Strange New Country by Meggs Geoff;

Strange New Country by Meggs Geoff;

Author:Meggs, Geoff;
Language: eng
Format: epub
Tags: Strikes, Lockouts, Salmon, British Columbia, Fraser River, History, 20th century, Canning, Cannery, Fishing
ISBN: 9781550178302
Publisher: Harbour Publishing Co. Ltd.
Published: 2018-04-21T00:00:00+00:00


Chapter 6

Soldiers of the Queen

Henry Bell-Irving had spent all day Monday in a state of barely controlled rage. With the fishermen finally split and victory within his grasp, he was unable to mobilize support from his own business and political allies. The Sunday settlement with the Nikkei had been linked to a guarantee of protection against violent attacks from union pickets. The Nikkei fleet was now poised to sail, but appeals to Ottawa and Victoria to deploy the militia had been received in silence.

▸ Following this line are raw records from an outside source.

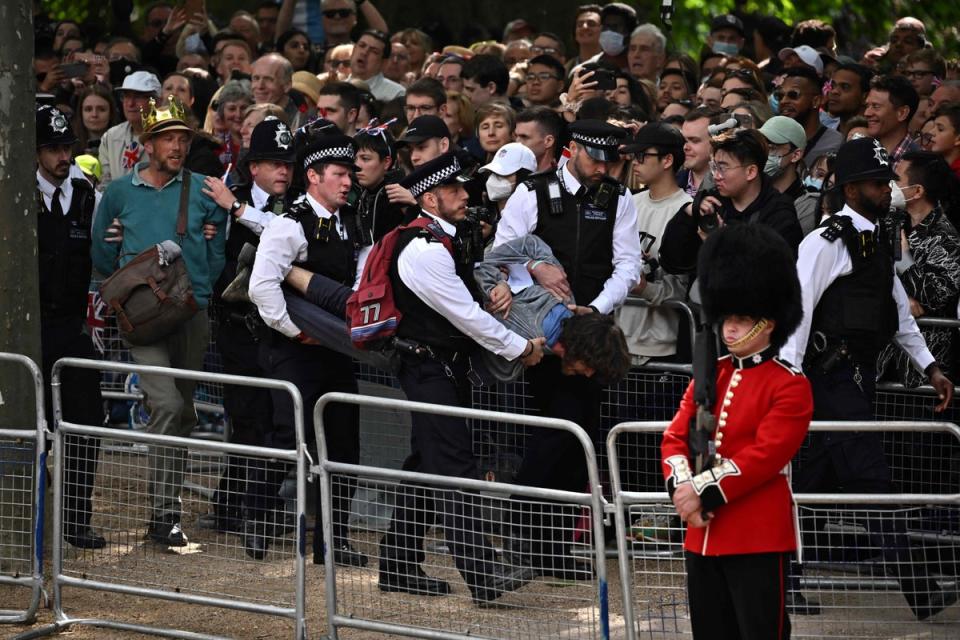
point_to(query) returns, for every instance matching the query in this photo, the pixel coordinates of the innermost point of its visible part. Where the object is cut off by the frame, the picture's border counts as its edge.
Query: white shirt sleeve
(908, 334)
(428, 270)
(519, 216)
(819, 263)
(627, 258)
(281, 244)
(255, 219)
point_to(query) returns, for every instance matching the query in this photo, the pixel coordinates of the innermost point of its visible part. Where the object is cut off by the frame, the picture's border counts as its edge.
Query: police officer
(252, 206)
(67, 203)
(853, 305)
(442, 322)
(590, 222)
(315, 233)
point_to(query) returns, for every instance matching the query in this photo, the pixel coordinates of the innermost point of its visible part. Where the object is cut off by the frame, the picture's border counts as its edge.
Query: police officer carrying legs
(853, 306)
(67, 204)
(252, 206)
(442, 322)
(315, 233)
(590, 223)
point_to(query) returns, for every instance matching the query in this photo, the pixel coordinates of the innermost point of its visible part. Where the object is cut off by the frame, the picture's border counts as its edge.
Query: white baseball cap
(142, 82)
(511, 157)
(809, 55)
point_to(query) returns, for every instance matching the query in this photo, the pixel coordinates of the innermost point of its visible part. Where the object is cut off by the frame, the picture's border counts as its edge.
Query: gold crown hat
(172, 117)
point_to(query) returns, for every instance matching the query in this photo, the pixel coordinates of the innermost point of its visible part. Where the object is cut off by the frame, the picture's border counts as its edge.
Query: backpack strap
(184, 201)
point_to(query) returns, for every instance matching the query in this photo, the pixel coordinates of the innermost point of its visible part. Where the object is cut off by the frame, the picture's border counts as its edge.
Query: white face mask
(897, 199)
(611, 42)
(498, 188)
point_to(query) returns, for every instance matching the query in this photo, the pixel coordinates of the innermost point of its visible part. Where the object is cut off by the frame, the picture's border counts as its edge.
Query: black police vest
(327, 253)
(421, 323)
(64, 255)
(859, 307)
(579, 230)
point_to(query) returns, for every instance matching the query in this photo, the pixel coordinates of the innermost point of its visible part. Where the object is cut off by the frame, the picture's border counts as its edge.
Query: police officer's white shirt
(47, 189)
(520, 219)
(428, 270)
(819, 263)
(281, 244)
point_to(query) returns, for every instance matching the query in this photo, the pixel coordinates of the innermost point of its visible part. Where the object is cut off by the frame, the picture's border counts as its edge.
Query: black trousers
(82, 404)
(315, 371)
(849, 462)
(442, 446)
(249, 410)
(554, 459)
(738, 597)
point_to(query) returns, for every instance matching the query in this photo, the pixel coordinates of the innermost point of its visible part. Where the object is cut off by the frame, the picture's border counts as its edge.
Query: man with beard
(67, 206)
(317, 233)
(146, 203)
(853, 305)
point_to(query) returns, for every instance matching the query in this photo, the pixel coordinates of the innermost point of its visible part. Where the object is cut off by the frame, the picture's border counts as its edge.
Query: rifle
(703, 424)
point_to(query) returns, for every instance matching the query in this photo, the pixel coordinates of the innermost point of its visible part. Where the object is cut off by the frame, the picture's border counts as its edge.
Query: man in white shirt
(853, 305)
(120, 146)
(316, 233)
(442, 322)
(366, 63)
(658, 155)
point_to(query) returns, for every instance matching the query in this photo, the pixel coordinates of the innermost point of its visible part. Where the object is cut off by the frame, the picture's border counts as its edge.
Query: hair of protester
(383, 145)
(929, 57)
(595, 340)
(429, 88)
(748, 146)
(484, 69)
(813, 33)
(122, 40)
(901, 92)
(545, 60)
(623, 10)
(548, 121)
(864, 73)
(808, 74)
(349, 94)
(495, 109)
(378, 35)
(931, 171)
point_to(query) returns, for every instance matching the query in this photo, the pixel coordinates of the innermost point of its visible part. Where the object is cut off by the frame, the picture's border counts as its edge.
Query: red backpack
(372, 315)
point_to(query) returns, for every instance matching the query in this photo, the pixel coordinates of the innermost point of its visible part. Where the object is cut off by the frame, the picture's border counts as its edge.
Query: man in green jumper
(145, 203)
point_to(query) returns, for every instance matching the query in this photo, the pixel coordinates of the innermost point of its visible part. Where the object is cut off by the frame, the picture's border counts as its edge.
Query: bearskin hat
(749, 270)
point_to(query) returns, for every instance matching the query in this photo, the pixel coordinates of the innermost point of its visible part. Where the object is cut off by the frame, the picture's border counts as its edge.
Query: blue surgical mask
(611, 42)
(723, 48)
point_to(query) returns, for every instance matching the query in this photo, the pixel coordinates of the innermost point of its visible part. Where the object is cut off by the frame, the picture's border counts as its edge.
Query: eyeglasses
(537, 51)
(793, 94)
(720, 170)
(543, 76)
(338, 14)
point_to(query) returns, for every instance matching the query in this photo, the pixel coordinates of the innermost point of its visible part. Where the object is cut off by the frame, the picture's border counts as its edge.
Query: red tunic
(764, 407)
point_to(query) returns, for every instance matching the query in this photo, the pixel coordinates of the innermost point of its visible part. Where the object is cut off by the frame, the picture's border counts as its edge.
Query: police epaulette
(786, 365)
(836, 227)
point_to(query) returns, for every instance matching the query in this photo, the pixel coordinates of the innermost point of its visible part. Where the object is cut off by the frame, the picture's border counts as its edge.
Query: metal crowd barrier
(22, 492)
(846, 562)
(213, 569)
(539, 609)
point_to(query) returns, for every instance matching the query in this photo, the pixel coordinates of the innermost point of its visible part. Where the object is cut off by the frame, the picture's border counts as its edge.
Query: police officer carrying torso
(590, 223)
(316, 234)
(252, 206)
(442, 323)
(66, 205)
(853, 306)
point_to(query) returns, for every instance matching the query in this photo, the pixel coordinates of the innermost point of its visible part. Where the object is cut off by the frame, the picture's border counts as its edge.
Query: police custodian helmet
(748, 270)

The demands of canners, dominated by Conservative supporters, were of little interest to Liberal Prime Minister Wilfrid Laurier in Ottawa. Laurier no doubt felt he had spent enough time that year seeking to calm the province’s roiled political waters. BC’s new lieutenant governor, Henri Joly de Lotbiniere, was still cleaning up the chaos left by Thomas McInnes. Let the locals sort out their own affairs, the prime minister decided. Ottawa made no response to demands that the fisheries vessel Quadra be deployed in support of the canners.

Nor was newly elected Premier James Dunsmuir keen to come to the rescue. Although his father Robert had used the militia to suppress at least two miners’ strikes, Dunsmuir’s unsteady political coalition in Victoria could not afford to turn the initiative over to labour-friendly members of the legislature, whose voters were demanding expulsion of Asiatics, not support for their use as strikebreakers. Indeed, the Throne Speech delivered just days earlier had promised strong government pressure in Ottawa to curb the “the alarming increase of the Japanese population.”109

Attorney General David Eberts, a fellow Conservative, had done his best to support Bell-Irving throughout the dispute. It was Eberts who hired three special constables recommended by the canners at the beginning of the season, and it was Eberts who hounded Chief Constable R.B. Lister for news of the dispute and ordered him to be prepared to read the Riot Act as early as July 11. Lister seemed unable to appreciate the urgency of the situation, stubbornly reporting general calm along Steveston’s docks. Dr. Duncan Bell-Irving told Eberts July 20 that the special constables were “unable to cope with the situation” and “useless.” A telegram the next day went further, declaring the “utterly useless” police were “treated with absolute contempt.” Only the militia would do, he fumed.

Even after Rogers humiliated Bell-Irving’s strikebreakers on the Steveston dock, Lister reported July 21 that he had seen “no disturbance” in Steveston apart from that minor confrontation. There was no reason for great alarm, although the strikers were “no doubt all of the lowest grade of society.” Controlling four hundred to five hundred picketers across hundreds of square kilometres of ocean was an impossibility, Lister wrote. In any case, he had offered protection when requested, “which is only twice.” This was not information that supported the costly deployment of armed militiamen.

Eberts’s anger blew into fury when Lister reported from his office in Vancouver that he had authorized a deputy to read the Riot Act on Sunday if pickets interfered with fishermen headed for the grounds.